[identity profile] byebyepride.livejournal.com posting in [community profile] poptimists
...have been listening to Neil Young.

Does anyone have a more shameful confession?

Date: 2006-08-07 02:00 pm (UTC)
From: [identity profile] pink-weasel.livejournal.com
I listen to Cliff Richard for a couple of hours every day. Other people think I should be embarassed about this but he's great!

And how can you say pop is bad when there's Hilary Duff AND Girl's Aloud?

Date: 2006-08-07 02:10 pm (UTC)
From: [identity profile] alexmacpherson.livejournal.com
Hilarity is AMAZING, search 'The Math' and 'Beat Of My Heart' and 'Come Clean' immediately!

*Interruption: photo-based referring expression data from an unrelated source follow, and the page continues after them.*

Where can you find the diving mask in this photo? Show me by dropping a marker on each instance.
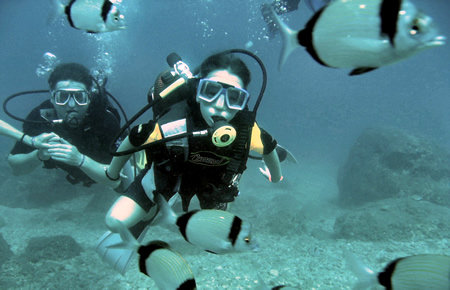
(235, 98)
(62, 97)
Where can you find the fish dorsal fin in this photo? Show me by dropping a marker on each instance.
(389, 10)
(361, 70)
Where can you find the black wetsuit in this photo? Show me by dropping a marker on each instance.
(202, 171)
(92, 138)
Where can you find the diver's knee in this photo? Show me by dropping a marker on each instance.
(113, 223)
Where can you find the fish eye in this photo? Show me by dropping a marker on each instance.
(415, 27)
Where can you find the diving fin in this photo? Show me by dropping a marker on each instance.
(284, 154)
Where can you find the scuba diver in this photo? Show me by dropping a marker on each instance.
(198, 147)
(9, 131)
(280, 7)
(74, 127)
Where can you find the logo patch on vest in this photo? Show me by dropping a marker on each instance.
(208, 158)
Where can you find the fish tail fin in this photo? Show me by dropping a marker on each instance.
(58, 9)
(128, 240)
(290, 42)
(366, 277)
(168, 216)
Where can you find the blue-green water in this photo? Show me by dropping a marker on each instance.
(316, 112)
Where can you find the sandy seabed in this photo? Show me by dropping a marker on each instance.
(292, 221)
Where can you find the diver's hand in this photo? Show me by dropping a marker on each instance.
(65, 152)
(266, 172)
(42, 141)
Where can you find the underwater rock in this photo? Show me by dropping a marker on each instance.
(56, 248)
(398, 219)
(386, 163)
(5, 250)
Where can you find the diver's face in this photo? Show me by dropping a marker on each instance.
(72, 109)
(218, 108)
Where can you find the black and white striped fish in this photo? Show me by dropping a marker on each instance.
(93, 16)
(212, 230)
(157, 260)
(360, 34)
(427, 271)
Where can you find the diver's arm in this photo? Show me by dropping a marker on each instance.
(9, 131)
(25, 162)
(110, 175)
(273, 167)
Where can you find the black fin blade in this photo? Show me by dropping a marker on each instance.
(361, 70)
(306, 35)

Date: 2006-08-07 02:19 pm (UTC)
From: [identity profile] alexmacpherson.livejournal.com
I have been trying to explain on the teenpop thread why I hate having to crate-dig for pop - it makes me feel really wrong. I want my pop UBIQUITOUS.

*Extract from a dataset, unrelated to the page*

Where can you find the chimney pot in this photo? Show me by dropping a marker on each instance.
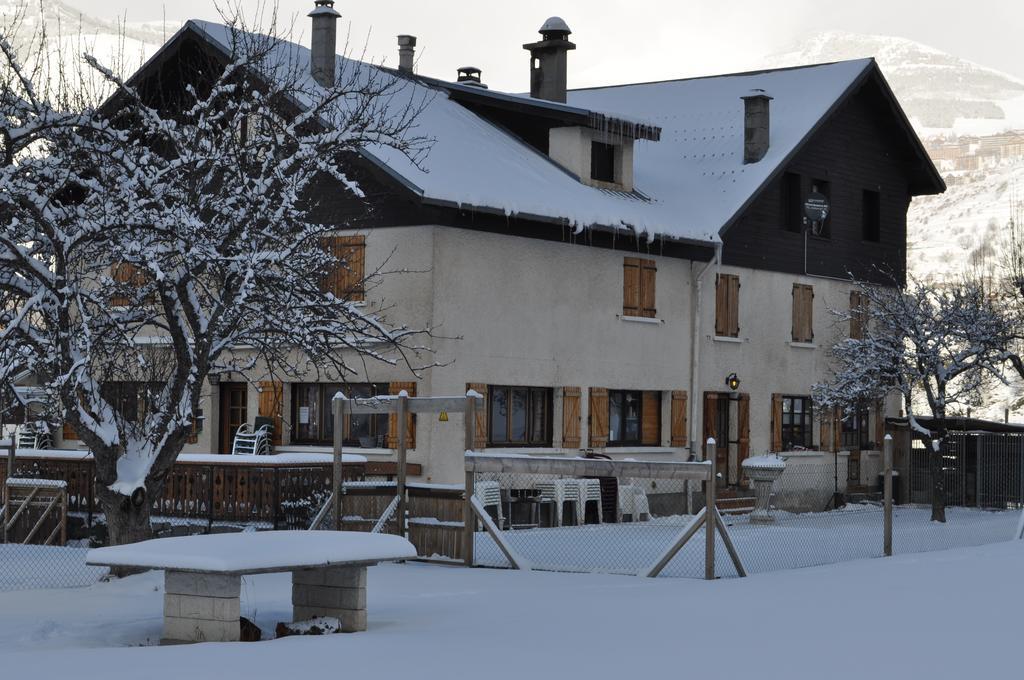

Date: 2006-08-07 02:25 pm (UTC)
From: [identity profile] alexmacpherson.livejournal.com
YES I KNOW! And, like, I don't care if obscuro Estonian pop or Fefe Dobson album track is any good - one of the best things about consuming pop is the knowledge that everyone everywhere knows it, can sing along to it, that it's a communal experience despite its non-sceneness.

No one seems to understand though, the teenpop thread is all "check out increasingly obscure myspace x" or "scour youtube for y".

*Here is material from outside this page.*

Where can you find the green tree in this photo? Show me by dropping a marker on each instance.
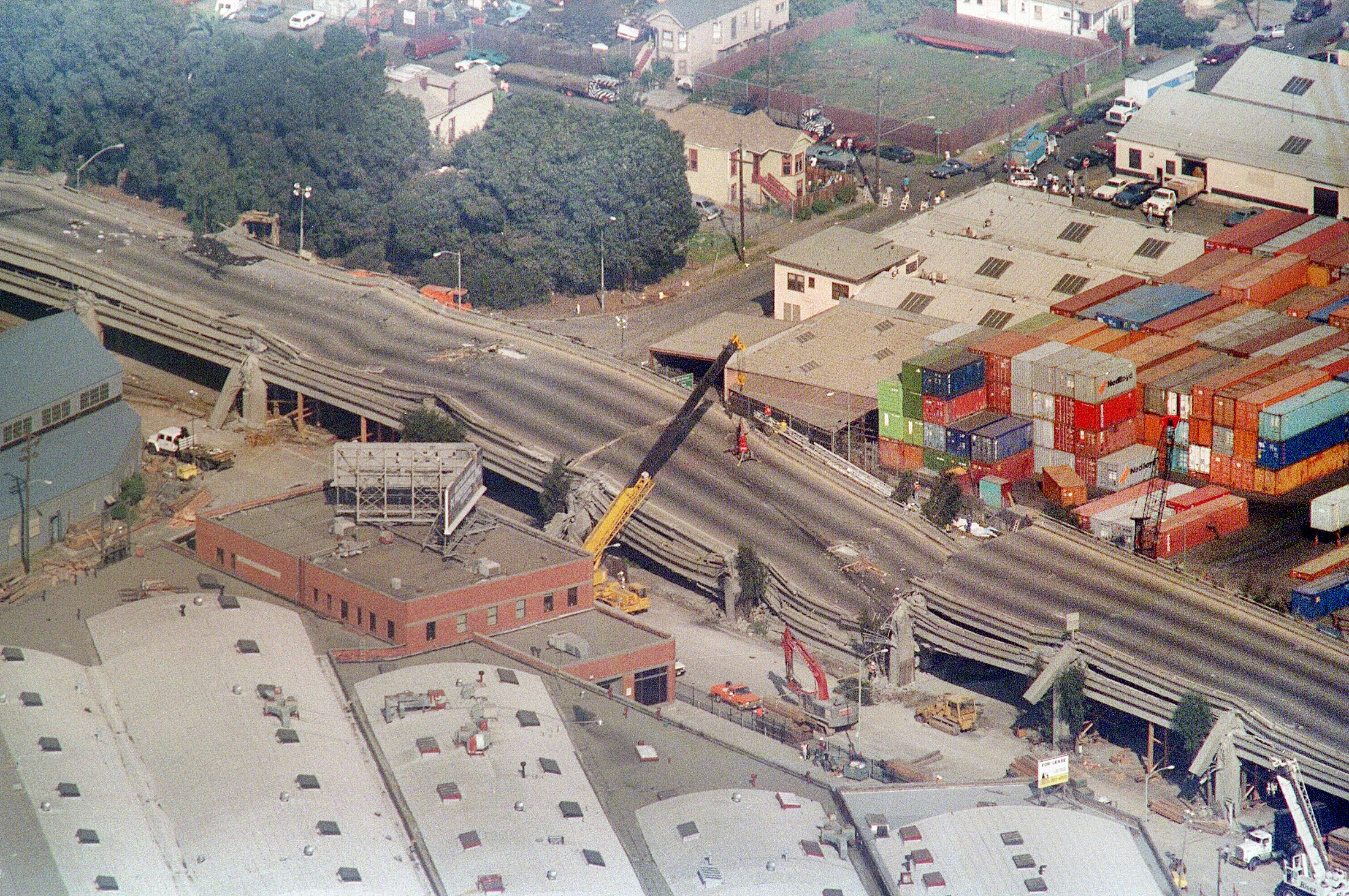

Date: 2006-08-07 02:33 pm (UTC)
From: [identity profile] freakytigger.livejournal.com
I recall one [livejournal.com profile] byebyepride dissing me when I invoked the communal experience claim on an FT Sugababes article. I think he was probably right. Networking/myspace/youtube/profile sites etc. have surely replaced the communal for an ever-increasing segment of pop's core audience.

Date: 2006-08-07 02:34 pm (UTC)
From: [identity profile] freakytigger.livejournal.com
i.e. EVERYONE is indie now! (There's no more pop but no more indie-as-opposite-of-pop either)

Date: 2006-08-07 02:37 pm (UTC)
From: [identity profile] alexmacpherson.livejournal.com
That communal experience claim is one which has really stuck with me! I wouldn't claim it's an essential for great pop but it's a really great feeling.

It's less the communality of it than the effort involved which repels me - maybe if I had home internet I wouldn't feel this as much. I suspect [livejournal.com profile] dubdobdee was totally otm when he made his laziness claim last week - though I think eg dancing all night isn't effort at all.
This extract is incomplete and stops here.